Practice/Google/Design a Metrics Aggregator

Design a Metrics Aggregator

System DesignMust

Problem Statement

Design a metrics collection and aggregation platform — similar to StatsD, Datadog, or Prometheus — that receives high-throughput counter, gauge, and timer metrics from thousands of services, aggregates them into time-bucketed rollups, and serves dashboard queries over arbitrary time ranges.

The fundamental challenge is handling massive write throughput (potentially millions of data points per second) while providing low-latency reads for dashboard queries that span hours or days. You need to aggregate raw data points into meaningful summaries (sums, averages, percentiles) at multiple time granularities (1-second, 1-minute, 1-hour) without losing accuracy.

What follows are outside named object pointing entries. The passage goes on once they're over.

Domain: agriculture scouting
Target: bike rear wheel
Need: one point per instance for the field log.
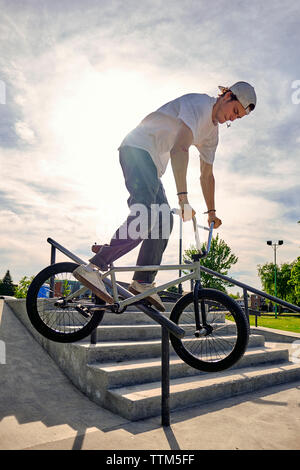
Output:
(221, 342)
(51, 315)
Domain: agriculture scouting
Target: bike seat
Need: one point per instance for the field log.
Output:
(96, 248)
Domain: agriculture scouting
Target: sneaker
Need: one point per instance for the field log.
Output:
(154, 299)
(93, 281)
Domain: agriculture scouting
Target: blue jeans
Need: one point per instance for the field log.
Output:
(145, 189)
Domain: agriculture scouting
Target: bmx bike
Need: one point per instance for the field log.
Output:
(208, 329)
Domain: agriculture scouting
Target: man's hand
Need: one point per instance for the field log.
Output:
(213, 218)
(187, 212)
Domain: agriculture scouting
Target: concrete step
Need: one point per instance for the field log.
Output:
(127, 350)
(144, 400)
(149, 370)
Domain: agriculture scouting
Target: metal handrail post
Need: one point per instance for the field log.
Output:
(165, 377)
(246, 304)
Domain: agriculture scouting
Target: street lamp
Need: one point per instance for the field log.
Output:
(274, 244)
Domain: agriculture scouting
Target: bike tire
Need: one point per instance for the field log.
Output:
(49, 321)
(226, 343)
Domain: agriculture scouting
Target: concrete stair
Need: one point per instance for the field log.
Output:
(122, 371)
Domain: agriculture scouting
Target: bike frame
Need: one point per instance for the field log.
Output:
(193, 267)
(120, 305)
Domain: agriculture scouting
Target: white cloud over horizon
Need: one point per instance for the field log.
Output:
(79, 77)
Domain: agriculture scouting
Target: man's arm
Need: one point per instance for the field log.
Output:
(179, 161)
(207, 181)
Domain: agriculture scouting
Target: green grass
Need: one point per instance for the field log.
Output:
(282, 322)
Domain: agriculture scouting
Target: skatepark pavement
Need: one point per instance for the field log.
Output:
(40, 409)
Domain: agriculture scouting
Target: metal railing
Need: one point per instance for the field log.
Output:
(165, 337)
(247, 288)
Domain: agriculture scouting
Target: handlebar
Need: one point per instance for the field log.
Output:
(196, 232)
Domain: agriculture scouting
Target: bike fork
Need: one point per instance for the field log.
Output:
(201, 328)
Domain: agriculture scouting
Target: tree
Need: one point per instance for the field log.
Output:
(6, 285)
(22, 287)
(284, 289)
(219, 259)
(294, 282)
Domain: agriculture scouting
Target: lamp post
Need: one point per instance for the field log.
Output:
(274, 244)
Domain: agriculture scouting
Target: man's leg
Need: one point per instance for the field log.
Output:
(143, 185)
(152, 249)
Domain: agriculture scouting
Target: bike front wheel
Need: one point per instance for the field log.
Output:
(223, 336)
(60, 320)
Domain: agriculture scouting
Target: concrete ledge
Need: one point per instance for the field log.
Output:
(280, 336)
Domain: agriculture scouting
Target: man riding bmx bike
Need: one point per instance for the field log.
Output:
(166, 134)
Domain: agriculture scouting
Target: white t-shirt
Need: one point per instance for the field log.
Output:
(157, 132)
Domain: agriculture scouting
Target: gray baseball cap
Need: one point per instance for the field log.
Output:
(245, 93)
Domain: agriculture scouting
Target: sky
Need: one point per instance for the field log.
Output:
(76, 77)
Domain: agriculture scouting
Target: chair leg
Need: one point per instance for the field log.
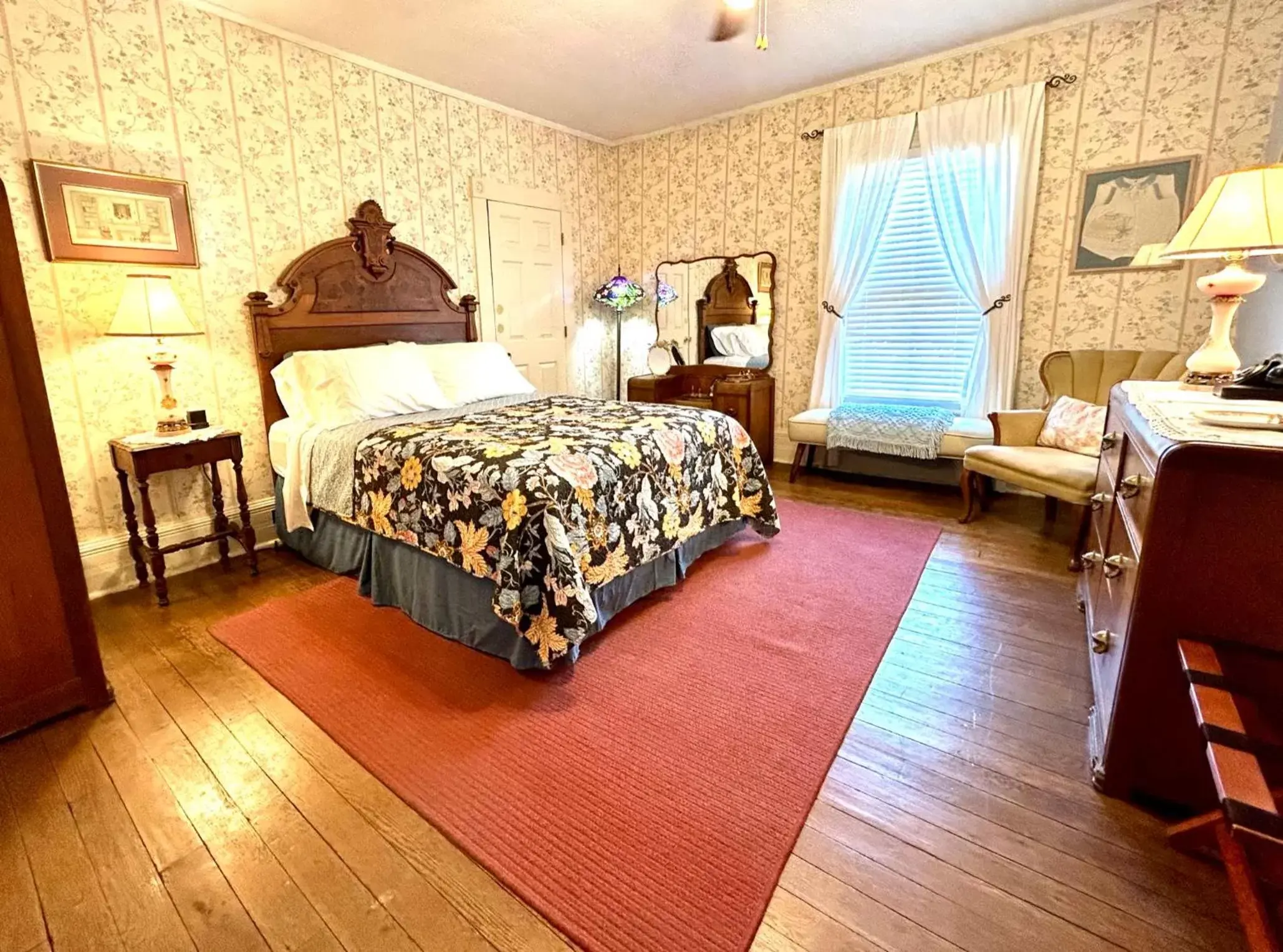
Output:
(1252, 913)
(1085, 526)
(799, 456)
(969, 484)
(1051, 508)
(988, 491)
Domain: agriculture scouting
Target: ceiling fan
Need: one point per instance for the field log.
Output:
(733, 17)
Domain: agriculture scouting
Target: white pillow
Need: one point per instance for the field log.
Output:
(471, 372)
(741, 340)
(330, 388)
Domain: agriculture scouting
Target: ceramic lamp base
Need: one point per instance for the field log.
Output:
(171, 428)
(1215, 362)
(171, 421)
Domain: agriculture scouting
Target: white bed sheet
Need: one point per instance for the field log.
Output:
(279, 436)
(289, 448)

Hot key contention is a critical concern: a single popular metric (like total HTTP requests) can receive updates from every service instance simultaneously, creating a bottleneck if all writes target the same counter.

Key Requirements

Functional

Metric ingestion -- Accept counter increments, gauge values, and timer observations from service agents via UDP or HTTP.
Time-bucketed aggregation -- Aggregate raw data points into configurable time buckets (1s, 1m, 1h) with rollups for sum, count, average, min, max, and percentiles.
Dashboard queries -- Serve queries that retrieve aggregated metric values over a time range, optionally grouped by tags (service, region, host).
Alerting rules -- Evaluate threshold-based alert conditions on aggregated metrics and trigger notifications when breached.

Non-Functional

Scalability -- Ingest 5 million+ data points per second across all tenants.
Latency -- Dashboard queries over a 24-hour range return within 500ms; recent metrics (last 5 minutes) visible within 10 seconds.
Durability -- No metric data loss during normal operation; at-least-once delivery from agents to the pipeline.
Storage efficiency -- Retain raw data for 24 hours, 1-minute rollups for 30 days, and 1-hour rollups for 1 year.

What Interviewers Focus On

Based on real interview experiences, these are the areas interviewers probe most deeply:

1. Hot Key Contention

When thousands of hosts increment the same metric simultaneously, naive designs create a write bottleneck. Hints to consider:

Consider local pre-aggregation on each agent — flush accumulated counts every 10 seconds instead of sending every increment
How do you merge pre-aggregated partial sums from multiple agents into the final rollup?
Think about sharding writes by time bucket so that concurrent flushes target different partitions
What happens if an agent crashes before flushing — how do you handle data loss vs. double-counting?

2. Time-Bucketed Aggregation Pipeline

Converting a continuous stream of raw data points into discrete time buckets is the core data processing challenge. Hints to consider:

Use Kafka as the ingestion buffer, partitioned by metric name hash, to distribute aggregation load
How do you handle late-arriving data points that belong to an already-closed time bucket?
Consider a two-phase approach: stream processors aggregate into 1-second buckets, then a background job rolls up into 1-minute and 1-hour buckets
What data structure efficiently tracks percentiles (p50, p95, p99) without storing every raw value?

3. Query Performance Over Time Ranges

Dashboard queries spanning days of data must remain fast despite the data volume. Hints to consider:

Use Cassandra with a partition key of (metric_id, time_bucket_granularity) and clustering key of timestamp for efficient range scans
How do you automatically select the right granularity — 1-second vs. 1-minute vs. 1-hour — based on the query's time range?
Consider pre-computing common dashboard queries to avoid aggregating on the fly
What caching strategy works for metrics dashboards where data at the edges changes but historical data is immutable?